His father grunted, then Rich was lifted by two strong hands under his arms. He opened his eyes as the world tilted and spun. His father stood and brought Rich up with him, holding him up until his toes barely touched the floor. Rich couldn’t avoid looking in his father’s dark brown eyes then, eyes so like his own. Except his father’s reflected a wealth of love and compassion Rich hadn’t been expecting. There was no condemnation in their depths, no judgment in his father’s expression. Rich felt something terrible rise up in his chest, then it burst free in a strangled sob. He clung to his father, and for the first time since he’d been abducted and tortured by the mad man who’d cost him everything, Rich cried, secure in his father’s arms.
Diego Montoya tucked his son into bed and brushed a damp lock of hair off his brow.

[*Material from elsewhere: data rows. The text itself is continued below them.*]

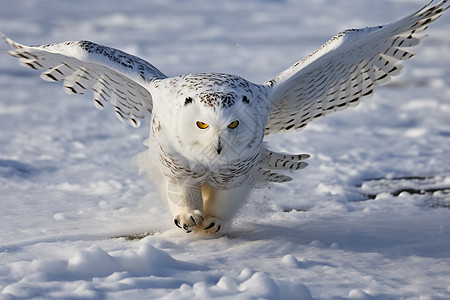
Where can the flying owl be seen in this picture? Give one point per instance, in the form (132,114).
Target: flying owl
(206,149)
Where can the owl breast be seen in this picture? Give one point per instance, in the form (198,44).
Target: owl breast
(220,175)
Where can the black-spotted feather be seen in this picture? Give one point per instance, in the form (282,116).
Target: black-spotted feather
(345,69)
(113,75)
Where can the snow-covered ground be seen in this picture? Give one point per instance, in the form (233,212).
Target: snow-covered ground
(352,225)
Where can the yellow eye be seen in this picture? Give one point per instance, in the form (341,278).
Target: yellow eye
(202,125)
(233,124)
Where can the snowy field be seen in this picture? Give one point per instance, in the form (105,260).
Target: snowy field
(368,219)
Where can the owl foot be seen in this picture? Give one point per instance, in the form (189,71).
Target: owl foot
(189,221)
(212,225)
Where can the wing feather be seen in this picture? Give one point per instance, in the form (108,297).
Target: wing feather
(113,75)
(345,69)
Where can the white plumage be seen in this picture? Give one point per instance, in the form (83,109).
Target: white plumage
(206,149)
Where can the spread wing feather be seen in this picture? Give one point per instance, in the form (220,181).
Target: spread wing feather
(345,69)
(113,75)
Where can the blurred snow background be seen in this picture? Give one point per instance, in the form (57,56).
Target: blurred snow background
(367,219)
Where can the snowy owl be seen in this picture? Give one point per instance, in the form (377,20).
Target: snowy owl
(206,149)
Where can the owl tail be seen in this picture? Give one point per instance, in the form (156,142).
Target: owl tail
(273,161)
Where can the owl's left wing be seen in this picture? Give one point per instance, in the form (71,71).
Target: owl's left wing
(344,69)
(113,75)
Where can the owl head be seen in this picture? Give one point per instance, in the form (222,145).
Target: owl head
(220,118)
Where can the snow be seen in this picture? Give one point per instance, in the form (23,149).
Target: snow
(368,218)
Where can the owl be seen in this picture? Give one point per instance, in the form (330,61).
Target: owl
(206,148)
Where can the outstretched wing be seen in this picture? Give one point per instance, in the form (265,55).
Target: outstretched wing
(113,75)
(344,69)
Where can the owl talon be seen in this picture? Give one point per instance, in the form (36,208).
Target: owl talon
(177,223)
(214,225)
(189,221)
(210,226)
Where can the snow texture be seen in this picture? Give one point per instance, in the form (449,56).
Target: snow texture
(368,219)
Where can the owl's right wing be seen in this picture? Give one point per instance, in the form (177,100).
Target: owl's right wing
(113,75)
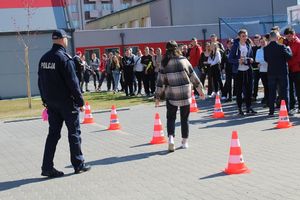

Though his touch was gentle, Diego railed in silent fury at the sick bastard who’d hurt his boy. Rich had been such a bright light in the world, dedicated to his job as a
police detective and to having fun, enjoying life. Then he’d gone to McKinton to help his former partner, Laine Stenley, catch the man who’d killed Stenley’s lover years ago. Rich had ended up a victim of the killer’s, tortured and sliced open in too many places to count. How he’d survived was a mystery. Houston
But this, Diego knew as he looked down at Rich’s pinched features, this wasn’t surviving, even. He traced a fingertip over the faint silvery scar that ran from the outer corner of Rich’s left eye to the hinge of his jaw. The doctors had done a good job stitching him back up. The scar itself wasn’t so bad, but there were more, and the ones Rich carried inside were worse.
Diego cupped his son’s right hand. The index finger had been severed at the second knuckle. There was nothing the doctor’s could do to reattach it since the missing piece hadn’t been found. Diego couldn’t stand to think of what the killer had done with it. He wished the fucker was still alive. Diego would love nothing more than to tear the bastard apart, slowly. Forget justice and courts. There was no justice for that asshole’s crimes. Not even an eternity in the fires of Hell were cruel enough for him.
After placing a soft kiss on his son’s forehead, just as he used to do when Rich was a boy, Diego stood and made his way into the kitchen. The entire house was filthy, a reflection of his son’s depressed state, but the kitchen floor where Rich had laid in his own filth for who knows how long was especially nasty. Diego found a mop but the sponge was dried out and cracking. It fell apart when he wet it. Sitting it by the overflowing trash can, he looked around the kitchen. Dirty dishes, but not many. As thin as Rich was, he probably ate very little if at all. No paper towels, no dish towels.
Diego’s fury pulsed white hot inside him. Where were Rich’s friends? Had he pushed them all away as Rich had done to him? And what about the man Rich had helped in McKinton, where the fuck was he? Didn’t Stenley give enough of a shit to check on Rich, see how he was doing? Rich had almost died trying to help that man. Diego suddenly had a new outlet for his anger, but first he had some cleaning to do. Maybe by the time he was done, he could speak to the man without threatening to kill him.